The location of the international beacons (Image: NCDXF)
How can you work out what parts of the world an HF band is open to and in only three minutes?
The answer is to listen to the International Beacon Project beacons, run by the Northern California DX Foundation (NCDXF).
The NCDXF, in cooperation with the International Amateur Radio Union (IARU), constructed and operates a worldwide network of high-frequency radio beacons on 14.100, 18.110, 21.150, 24.930, and 28.200 MHz.
The beacons are in USA (New York, California and Hawaii), Canada, New Zealand, Australia, Japan, Russia, Hong Kong, Sri Lanka, South Africa, Kenya, Israel, Finland, Madeira, Argentina, Peru and Venezuela, although some may be off the air at time due to maintenance/failure – you can find out the current state of play of all the beacons at any time by going to http://www.ncdxf.org/beacon/beaconschedule.html
For example, the 4U1UN beacon in New York is currently off air while renovation work is being completed to the roof of the United Nations building where it is housed.
Each beacon transmits in turn – a 10-second sequence every three minutes.
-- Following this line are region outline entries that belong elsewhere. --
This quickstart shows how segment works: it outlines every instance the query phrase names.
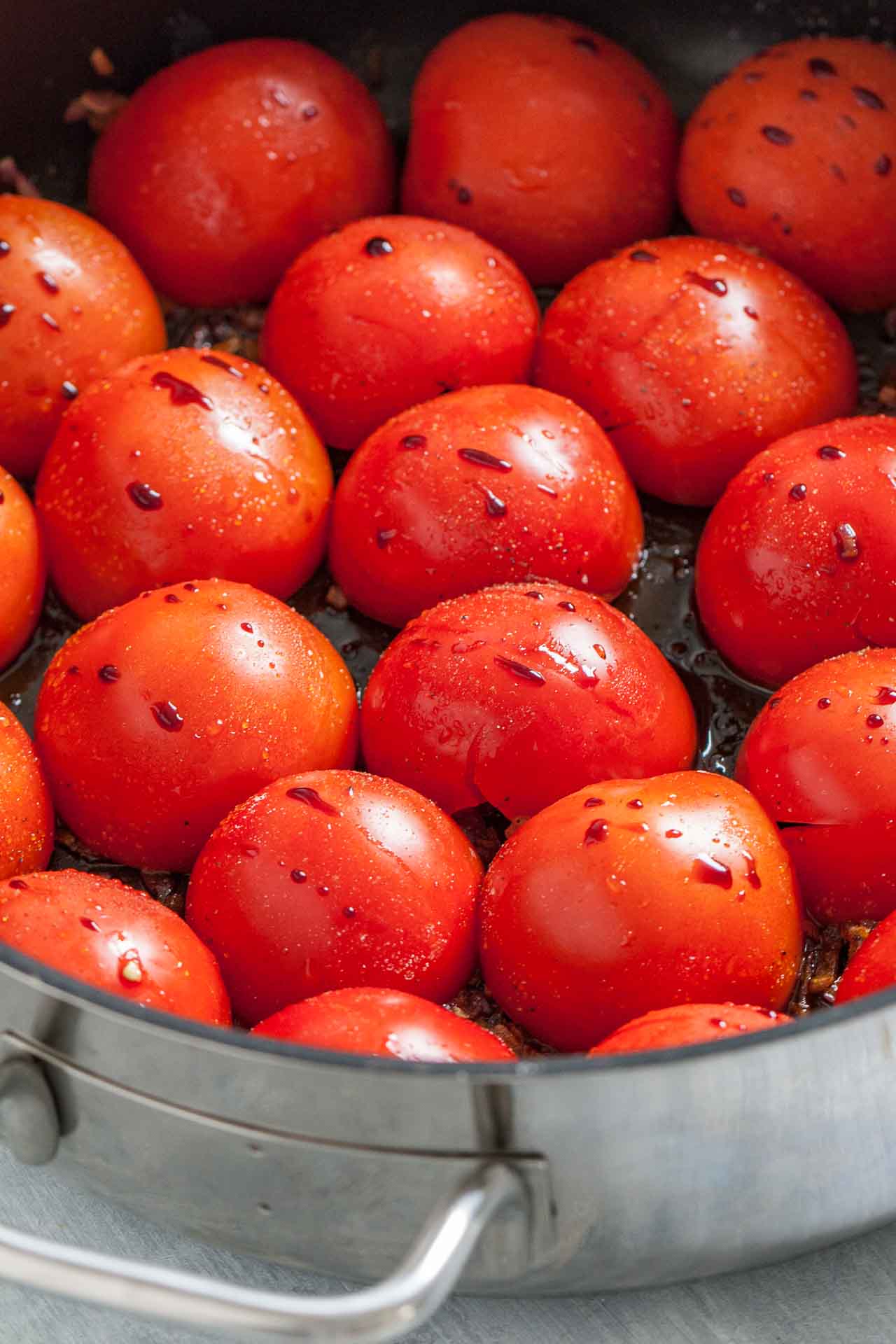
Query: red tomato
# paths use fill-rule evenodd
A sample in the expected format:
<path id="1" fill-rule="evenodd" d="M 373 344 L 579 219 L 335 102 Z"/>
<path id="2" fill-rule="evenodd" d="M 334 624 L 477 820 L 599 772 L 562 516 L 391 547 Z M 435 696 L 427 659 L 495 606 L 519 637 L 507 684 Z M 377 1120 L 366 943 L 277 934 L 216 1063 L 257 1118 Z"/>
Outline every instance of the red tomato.
<path id="1" fill-rule="evenodd" d="M 361 445 L 329 555 L 353 606 L 404 625 L 442 598 L 533 575 L 615 597 L 642 542 L 634 487 L 590 415 L 537 387 L 470 387 Z"/>
<path id="2" fill-rule="evenodd" d="M 12 663 L 34 634 L 47 562 L 31 500 L 0 466 L 0 668 Z"/>
<path id="3" fill-rule="evenodd" d="M 446 812 L 531 816 L 595 780 L 690 765 L 685 689 L 599 597 L 516 583 L 441 602 L 386 650 L 361 707 L 364 759 Z"/>
<path id="4" fill-rule="evenodd" d="M 576 276 L 548 309 L 535 382 L 590 411 L 635 484 L 674 504 L 715 504 L 760 449 L 857 396 L 830 308 L 705 238 L 642 243 Z"/>
<path id="5" fill-rule="evenodd" d="M 352 985 L 450 999 L 473 969 L 482 864 L 392 780 L 314 770 L 234 809 L 204 847 L 187 919 L 246 1023 Z"/>
<path id="6" fill-rule="evenodd" d="M 144 1008 L 230 1025 L 208 948 L 173 910 L 114 878 L 66 868 L 0 883 L 0 942 Z"/>
<path id="7" fill-rule="evenodd" d="M 896 423 L 801 430 L 754 457 L 716 504 L 697 554 L 712 642 L 780 685 L 821 659 L 896 642 Z"/>
<path id="8" fill-rule="evenodd" d="M 482 883 L 485 984 L 559 1050 L 673 1004 L 778 1011 L 802 948 L 787 851 L 716 774 L 582 789 L 520 827 Z"/>
<path id="9" fill-rule="evenodd" d="M 533 285 L 559 285 L 664 233 L 677 149 L 669 99 L 622 47 L 555 15 L 490 15 L 418 77 L 403 206 L 476 228 Z"/>
<path id="10" fill-rule="evenodd" d="M 38 480 L 50 573 L 83 620 L 175 579 L 290 597 L 324 551 L 333 474 L 270 375 L 173 349 L 94 383 Z"/>
<path id="11" fill-rule="evenodd" d="M 34 476 L 79 390 L 165 344 L 117 238 L 55 200 L 0 195 L 0 466 Z"/>
<path id="12" fill-rule="evenodd" d="M 359 79 L 304 42 L 159 71 L 101 136 L 90 204 L 181 304 L 266 298 L 297 251 L 388 210 L 394 152 Z"/>
<path id="13" fill-rule="evenodd" d="M 321 238 L 265 319 L 267 368 L 333 448 L 455 387 L 523 383 L 539 306 L 513 262 L 466 228 L 387 215 Z"/>
<path id="14" fill-rule="evenodd" d="M 677 1004 L 617 1027 L 590 1055 L 629 1055 L 638 1050 L 674 1050 L 678 1046 L 701 1046 L 708 1040 L 731 1040 L 751 1031 L 767 1031 L 793 1021 L 774 1008 L 750 1008 L 736 1004 Z"/>
<path id="15" fill-rule="evenodd" d="M 837 1004 L 876 995 L 896 985 L 896 914 L 887 915 L 865 938 L 837 986 Z"/>
<path id="16" fill-rule="evenodd" d="M 0 703 L 0 880 L 50 862 L 52 804 L 28 734 Z"/>
<path id="17" fill-rule="evenodd" d="M 896 302 L 896 54 L 856 38 L 782 42 L 697 108 L 682 208 L 700 234 L 762 247 L 844 308 Z"/>
<path id="18" fill-rule="evenodd" d="M 185 871 L 231 808 L 355 761 L 348 668 L 304 617 L 218 579 L 145 593 L 50 664 L 35 741 L 56 808 L 98 853 Z"/>
<path id="19" fill-rule="evenodd" d="M 896 909 L 896 650 L 844 653 L 801 672 L 754 720 L 737 778 L 785 829 L 822 923 Z"/>
<path id="20" fill-rule="evenodd" d="M 516 1059 L 490 1031 L 398 989 L 332 989 L 259 1021 L 253 1035 L 427 1064 Z"/>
Once they have sent their sequence on, say, 14 MHz, the beacon moves up to 18 MHz and repeats it and another beacon takes up their slot on 14 MHz.
These beacons help you assess the current condition of the ionosphere.
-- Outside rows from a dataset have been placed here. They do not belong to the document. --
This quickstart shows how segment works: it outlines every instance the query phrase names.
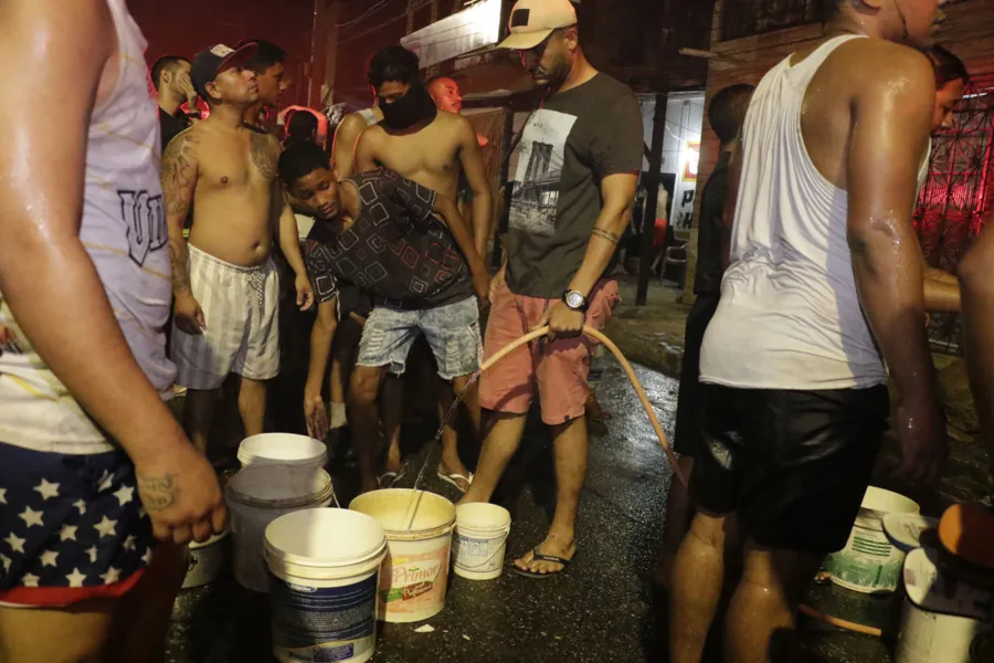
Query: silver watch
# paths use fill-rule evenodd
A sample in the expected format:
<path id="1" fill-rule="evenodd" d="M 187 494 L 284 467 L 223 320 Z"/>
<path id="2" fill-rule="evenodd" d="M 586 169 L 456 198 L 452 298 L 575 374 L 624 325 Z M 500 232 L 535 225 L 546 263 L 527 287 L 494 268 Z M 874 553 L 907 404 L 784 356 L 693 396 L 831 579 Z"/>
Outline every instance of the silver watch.
<path id="1" fill-rule="evenodd" d="M 562 301 L 571 311 L 581 313 L 586 311 L 586 297 L 584 297 L 581 292 L 567 291 L 565 294 L 562 295 Z"/>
All you have to do is just listen on the beacon frequencies and copy the CW callsigns of the various beacons to figure out where the band is open to.
Working on the beacon at 4X6TU (Image: NCDXF)
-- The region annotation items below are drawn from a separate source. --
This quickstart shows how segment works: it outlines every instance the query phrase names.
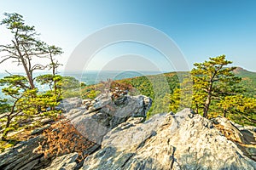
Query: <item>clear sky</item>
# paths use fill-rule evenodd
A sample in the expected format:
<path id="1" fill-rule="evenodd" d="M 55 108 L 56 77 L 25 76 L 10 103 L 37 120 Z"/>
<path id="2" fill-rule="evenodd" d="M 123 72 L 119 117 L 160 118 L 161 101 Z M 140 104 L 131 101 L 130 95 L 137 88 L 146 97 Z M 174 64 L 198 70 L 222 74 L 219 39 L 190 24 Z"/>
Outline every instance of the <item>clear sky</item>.
<path id="1" fill-rule="evenodd" d="M 26 23 L 35 26 L 41 33 L 41 40 L 63 48 L 61 61 L 64 64 L 93 32 L 116 24 L 137 23 L 158 29 L 172 38 L 189 68 L 195 62 L 225 54 L 234 65 L 256 71 L 255 8 L 255 0 L 0 0 L 0 19 L 4 12 L 22 14 Z M 1 26 L 0 43 L 10 38 Z M 165 61 L 159 52 L 126 42 L 97 53 L 88 69 L 102 69 L 113 56 L 127 54 L 143 55 L 162 65 L 163 70 L 173 69 L 160 64 Z M 0 71 L 21 69 L 8 62 L 0 65 Z"/>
Because the beacons transmit at known times, it is easy to know which beacon is transmitting without actually knowing Morse code.
The beacons starts to transmit at 100W, before stepping down to 10W, 1W and 100mW in one-second steps. You may be surprised but it is very easy to hear some of the beacons transmitting at 100mW – which is 1,000th the full power of 100 Watts!
So how can you help the beacon project? Just make sure that you don’t transmit on or near any of the beacon frequencies listed – please check the bandplan
You can find out more about the beacons, including how to conduct unattended propagation research using a program called Faros, at www.ncdxf.org/beacons.html.